School boards need the government’s support to give our kids a good education. It really is that simple. It’s a cliché for a reason that today’s youth are the future of tomorrow. What Ontario are we heading towards when we aren’t investing our highest dollars in students right now?

This government talks a lot, and they did in their budget, about the need to attract and recruit new workers, newcomers into Ontario. But how are we going to convince families to come to Ontario and to stay here if they see that we have a public education system in crisis? We talk a lot on both sides of this House about the situation in health care right now. The health care situation is absolutely a staffing crisis; it is a human resources crisis. But that’s what we’re seeing in education, as well.

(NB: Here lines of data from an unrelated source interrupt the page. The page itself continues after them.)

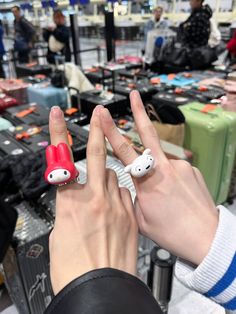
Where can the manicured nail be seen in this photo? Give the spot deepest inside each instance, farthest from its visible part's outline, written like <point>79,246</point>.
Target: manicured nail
<point>56,113</point>
<point>98,109</point>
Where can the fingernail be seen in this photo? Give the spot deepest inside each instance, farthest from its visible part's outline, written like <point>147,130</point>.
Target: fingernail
<point>106,114</point>
<point>98,110</point>
<point>56,113</point>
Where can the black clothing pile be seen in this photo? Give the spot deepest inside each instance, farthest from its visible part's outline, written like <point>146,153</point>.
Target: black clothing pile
<point>23,176</point>
<point>195,32</point>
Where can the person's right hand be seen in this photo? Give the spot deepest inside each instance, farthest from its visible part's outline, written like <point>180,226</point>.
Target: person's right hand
<point>173,205</point>
<point>95,225</point>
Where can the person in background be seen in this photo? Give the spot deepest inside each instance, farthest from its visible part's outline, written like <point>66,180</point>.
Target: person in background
<point>24,35</point>
<point>2,51</point>
<point>93,246</point>
<point>156,22</point>
<point>58,38</point>
<point>215,35</point>
<point>195,31</point>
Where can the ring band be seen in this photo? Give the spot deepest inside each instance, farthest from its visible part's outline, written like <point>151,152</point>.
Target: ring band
<point>142,165</point>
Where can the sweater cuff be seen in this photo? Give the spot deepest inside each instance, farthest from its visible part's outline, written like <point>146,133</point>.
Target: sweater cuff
<point>215,277</point>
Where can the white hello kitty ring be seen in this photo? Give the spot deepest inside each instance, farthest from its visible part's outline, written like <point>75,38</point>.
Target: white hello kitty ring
<point>142,165</point>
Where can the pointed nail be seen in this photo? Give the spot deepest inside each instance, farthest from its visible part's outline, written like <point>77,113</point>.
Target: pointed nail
<point>56,113</point>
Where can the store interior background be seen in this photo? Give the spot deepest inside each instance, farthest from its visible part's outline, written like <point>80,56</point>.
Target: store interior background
<point>130,17</point>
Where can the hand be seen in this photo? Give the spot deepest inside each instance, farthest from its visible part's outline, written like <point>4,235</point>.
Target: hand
<point>173,206</point>
<point>95,225</point>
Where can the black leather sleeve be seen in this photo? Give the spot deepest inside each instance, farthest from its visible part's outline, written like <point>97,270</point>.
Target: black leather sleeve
<point>105,291</point>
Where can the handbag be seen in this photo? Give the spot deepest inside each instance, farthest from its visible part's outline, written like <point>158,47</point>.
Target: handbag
<point>55,45</point>
<point>172,133</point>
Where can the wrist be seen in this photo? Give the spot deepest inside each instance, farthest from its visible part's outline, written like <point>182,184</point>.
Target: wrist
<point>205,239</point>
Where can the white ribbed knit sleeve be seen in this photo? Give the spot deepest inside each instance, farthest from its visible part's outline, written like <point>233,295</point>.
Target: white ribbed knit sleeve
<point>215,277</point>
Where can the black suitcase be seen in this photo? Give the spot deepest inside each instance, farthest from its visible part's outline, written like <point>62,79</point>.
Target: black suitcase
<point>39,116</point>
<point>125,87</point>
<point>117,105</point>
<point>26,264</point>
<point>30,70</point>
<point>79,139</point>
<point>34,144</point>
<point>171,98</point>
<point>207,93</point>
<point>10,146</point>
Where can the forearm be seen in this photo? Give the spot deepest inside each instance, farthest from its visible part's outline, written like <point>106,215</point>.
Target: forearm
<point>215,277</point>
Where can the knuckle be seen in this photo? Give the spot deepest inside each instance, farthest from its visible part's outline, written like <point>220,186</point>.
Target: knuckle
<point>150,130</point>
<point>96,150</point>
<point>112,174</point>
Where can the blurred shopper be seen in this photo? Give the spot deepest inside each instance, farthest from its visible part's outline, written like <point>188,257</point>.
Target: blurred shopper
<point>24,35</point>
<point>195,31</point>
<point>2,51</point>
<point>58,38</point>
<point>156,22</point>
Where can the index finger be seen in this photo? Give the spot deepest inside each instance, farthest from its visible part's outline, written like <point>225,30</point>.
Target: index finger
<point>96,151</point>
<point>57,128</point>
<point>145,127</point>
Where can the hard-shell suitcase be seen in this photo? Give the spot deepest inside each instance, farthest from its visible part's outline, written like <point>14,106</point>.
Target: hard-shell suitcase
<point>26,265</point>
<point>211,136</point>
<point>31,114</point>
<point>7,102</point>
<point>48,96</point>
<point>32,69</point>
<point>15,88</point>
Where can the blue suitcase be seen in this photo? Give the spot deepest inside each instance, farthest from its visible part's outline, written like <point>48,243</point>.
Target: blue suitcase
<point>48,96</point>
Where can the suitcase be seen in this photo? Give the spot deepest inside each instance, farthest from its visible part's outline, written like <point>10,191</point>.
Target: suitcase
<point>78,138</point>
<point>4,124</point>
<point>97,76</point>
<point>10,146</point>
<point>26,265</point>
<point>7,102</point>
<point>171,98</point>
<point>116,104</point>
<point>36,79</point>
<point>205,93</point>
<point>232,190</point>
<point>15,88</point>
<point>74,116</point>
<point>178,80</point>
<point>32,69</point>
<point>48,96</point>
<point>37,142</point>
<point>31,114</point>
<point>125,87</point>
<point>210,135</point>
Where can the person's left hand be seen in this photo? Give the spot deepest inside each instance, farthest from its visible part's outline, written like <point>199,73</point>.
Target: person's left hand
<point>95,225</point>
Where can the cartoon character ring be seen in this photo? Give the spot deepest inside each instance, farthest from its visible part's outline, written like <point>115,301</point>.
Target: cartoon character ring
<point>60,169</point>
<point>141,165</point>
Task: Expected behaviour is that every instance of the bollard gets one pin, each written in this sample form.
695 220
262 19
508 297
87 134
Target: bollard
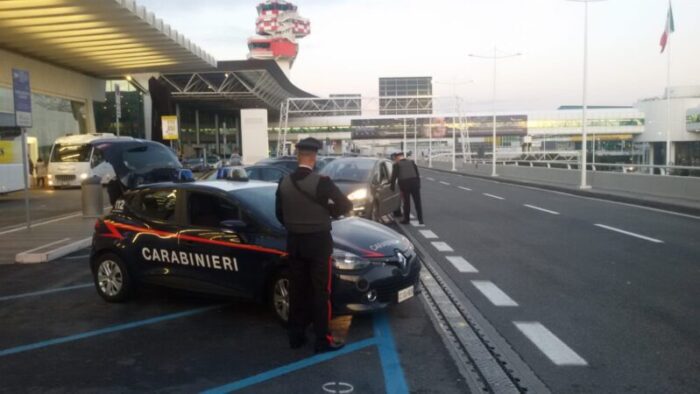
92 197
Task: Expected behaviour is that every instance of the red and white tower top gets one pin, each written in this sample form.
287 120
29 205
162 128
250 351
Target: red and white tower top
278 26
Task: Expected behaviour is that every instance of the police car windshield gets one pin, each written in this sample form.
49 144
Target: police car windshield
349 170
149 156
261 201
71 153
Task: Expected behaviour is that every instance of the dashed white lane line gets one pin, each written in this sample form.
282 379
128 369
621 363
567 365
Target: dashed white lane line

I’m hearing from boards in the north who are saying that they can’t—small boards, and they’ve got 40-plus positions opened up for educational assistants. That means that our kids are not getting that support that they need—the kids who are struggling the most. We have kids in our public school system across this province still struggling with the challenges that they faced during the pandemic. We know that they’re having trouble, in many cases, catching up. We know that education workers are really struggling with the stress of the day-to-day work, because they face those struggles of those kids every day when they can’t help them. How heartbreaking is that? We’re hearing increasingly about boards going out and hiring unqualified staff because they can’t find qualified staff who will work for these wages in this situation.

There’s only one solution: You have to stop squirrelling away those dollars for a rainy day. The rainy day is here right now.

Speaker, this is why we put forward this motion today. I want to also acknowledge our amazing education critic, the member from Ottawa–Nepean, for her incredible work on this. That’s why we put this motion forward—to help our kids get back on track, to help all those families out there who are struggling.

I want to say to those families who are watching this today: We have got your back. We’re not going to let this government get away with this.

Do you know what they want to do, Speaker? Do you know where they want this to go? This government wants to do the same thing they’ve done with health care. They want to manufacture a crisis, where things get so bad that—what’s the solution? “Oh, yes, I’ve got this buddy over here. He’s got this plan. He’s got this private company that can come in and ride in and save the day.” They’re going to come up with some kind of voucher system. We’ve called it; I know it’s coming. That is not the answer. Look at the research. Look at what has happened around the world.

We have a public education system in this province that we are proud of. I moved to this province 30 years ago from Newfoundland. I stayed here and I raised my family here because we had a public education system that my kids could believe in, that I could believe in, that would be there when my kids were struggling, that would help lift them up when they fell down. We cannot afford to lose that system. We will be the laughingstock of the world.

This government needs to and should absolutely cover all pandemic-related costs for school boards. Parents across this province are looking at the Premier and they’re looking at the Minister of Education to step up; our children sure need them to.